Top US counterterrorism official resigns over Iran war, urging Trump to 'reverse course'

Donald Trump's top counterterrorism official has resigned over the war in Iran, urging the president to "reverse course".
In a letter posted on X, National Counterterrorism Center Director Joe Kent said that Iran posed "no imminent threat" to the US and claimed the administration "started this war due to pressure from Israel and its powerful American lobby".
The White House dismissed the letter, saying the president had "compelling evidence" that Iran was going to attack the US first. A US hate monitor accused Kent of "antisemitic tropes".
With his departure, Kent is the most high-profile figure within the Trump administration to publicly criticise the US-Israeli attack on Iran.
In the Oval Office on Tuesday, Trump said Kent was a "nice guy", but "weak on security".
He also said Kent's resignation letter had made him realise "it was a good thing that he's out".

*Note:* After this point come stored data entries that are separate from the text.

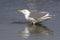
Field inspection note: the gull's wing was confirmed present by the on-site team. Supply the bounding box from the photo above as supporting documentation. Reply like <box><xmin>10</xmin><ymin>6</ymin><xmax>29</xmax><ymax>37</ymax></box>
<box><xmin>29</xmin><ymin>11</ymin><xmax>52</xmax><ymax>22</ymax></box>
<box><xmin>29</xmin><ymin>11</ymin><xmax>48</xmax><ymax>20</ymax></box>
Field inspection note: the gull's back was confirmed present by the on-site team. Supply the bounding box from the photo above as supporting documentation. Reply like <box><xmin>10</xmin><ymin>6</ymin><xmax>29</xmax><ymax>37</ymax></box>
<box><xmin>29</xmin><ymin>10</ymin><xmax>48</xmax><ymax>20</ymax></box>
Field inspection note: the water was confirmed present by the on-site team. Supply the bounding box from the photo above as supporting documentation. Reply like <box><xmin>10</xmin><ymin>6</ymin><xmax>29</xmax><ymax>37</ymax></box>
<box><xmin>0</xmin><ymin>0</ymin><xmax>60</xmax><ymax>40</ymax></box>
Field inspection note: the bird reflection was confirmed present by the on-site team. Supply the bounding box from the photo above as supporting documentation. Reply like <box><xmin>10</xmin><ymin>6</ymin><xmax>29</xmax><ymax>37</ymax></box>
<box><xmin>27</xmin><ymin>24</ymin><xmax>53</xmax><ymax>34</ymax></box>
<box><xmin>18</xmin><ymin>23</ymin><xmax>53</xmax><ymax>39</ymax></box>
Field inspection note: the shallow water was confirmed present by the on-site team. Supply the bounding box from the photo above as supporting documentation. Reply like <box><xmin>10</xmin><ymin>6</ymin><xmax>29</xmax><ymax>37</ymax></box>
<box><xmin>0</xmin><ymin>0</ymin><xmax>60</xmax><ymax>40</ymax></box>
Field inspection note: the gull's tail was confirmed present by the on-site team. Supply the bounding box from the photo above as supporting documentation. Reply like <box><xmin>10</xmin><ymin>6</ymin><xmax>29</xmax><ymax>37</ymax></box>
<box><xmin>37</xmin><ymin>13</ymin><xmax>55</xmax><ymax>22</ymax></box>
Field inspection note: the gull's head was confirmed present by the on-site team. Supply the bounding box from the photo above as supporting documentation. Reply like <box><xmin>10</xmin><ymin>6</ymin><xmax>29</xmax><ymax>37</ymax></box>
<box><xmin>18</xmin><ymin>9</ymin><xmax>30</xmax><ymax>15</ymax></box>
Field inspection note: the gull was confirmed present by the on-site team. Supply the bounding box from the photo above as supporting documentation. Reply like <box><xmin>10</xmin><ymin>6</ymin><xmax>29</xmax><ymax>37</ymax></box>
<box><xmin>17</xmin><ymin>0</ymin><xmax>55</xmax><ymax>24</ymax></box>
<box><xmin>18</xmin><ymin>9</ymin><xmax>53</xmax><ymax>24</ymax></box>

In the letter addressed to Trump, Kent alleged that "high-ranking Israeli officials" and influential US journalists had sown "misinformation" that led the president to undermine his "America First" platform.
"This echo chamber was used to deceive you into believing that Iran posed an imminent threat to the United States," the letter continued. "This was a lie."

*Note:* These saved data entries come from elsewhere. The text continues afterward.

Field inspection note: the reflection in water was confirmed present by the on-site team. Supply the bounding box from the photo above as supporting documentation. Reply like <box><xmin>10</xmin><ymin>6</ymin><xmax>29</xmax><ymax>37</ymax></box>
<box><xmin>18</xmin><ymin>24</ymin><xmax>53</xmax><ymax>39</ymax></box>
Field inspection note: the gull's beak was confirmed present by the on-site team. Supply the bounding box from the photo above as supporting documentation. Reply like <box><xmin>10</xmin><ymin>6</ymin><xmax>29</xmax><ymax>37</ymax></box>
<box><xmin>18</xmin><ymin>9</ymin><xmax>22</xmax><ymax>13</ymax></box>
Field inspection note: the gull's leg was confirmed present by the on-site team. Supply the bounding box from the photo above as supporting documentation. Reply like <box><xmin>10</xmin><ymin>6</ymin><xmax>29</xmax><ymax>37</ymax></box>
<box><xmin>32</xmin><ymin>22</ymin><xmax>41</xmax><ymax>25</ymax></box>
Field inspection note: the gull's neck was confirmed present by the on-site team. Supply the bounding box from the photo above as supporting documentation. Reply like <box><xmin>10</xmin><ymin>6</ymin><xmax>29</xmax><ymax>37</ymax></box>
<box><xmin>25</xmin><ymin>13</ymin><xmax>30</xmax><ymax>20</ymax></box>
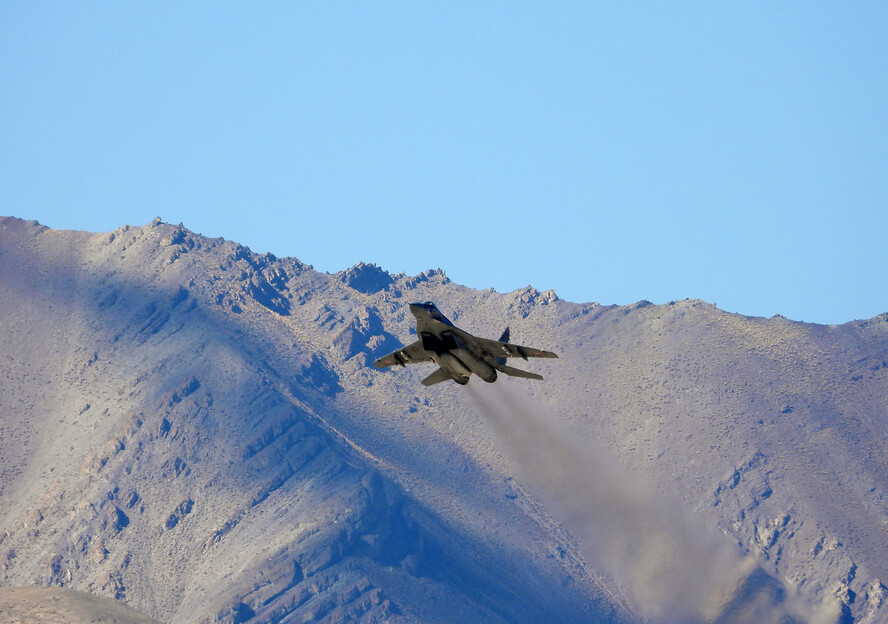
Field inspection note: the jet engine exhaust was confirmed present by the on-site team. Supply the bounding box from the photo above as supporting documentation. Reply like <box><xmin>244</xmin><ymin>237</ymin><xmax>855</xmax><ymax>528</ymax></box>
<box><xmin>455</xmin><ymin>350</ymin><xmax>497</xmax><ymax>382</ymax></box>
<box><xmin>465</xmin><ymin>382</ymin><xmax>834</xmax><ymax>624</ymax></box>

Kent, a long-time Trump supporter who unsuccessfully ran for Congress twice, was nominated by the president early in his administration and narrowly confirmed to his post.
In his confirmation hearings, Kent refused to renounce claims that federal agents had fomented the January 2021 riot at the US Capitol, or that Trump had not been defeated in the 2020 election.
Democrats had criticised his hiring of a member of the far-right Proud Boys as a consultant to his 2022 election bid.
The Anti-Defamation League (ADL), a US antisemitism monitor, said in a statement that accusations in Kent's resignation letter "traffic in old-age antisemitic tropes".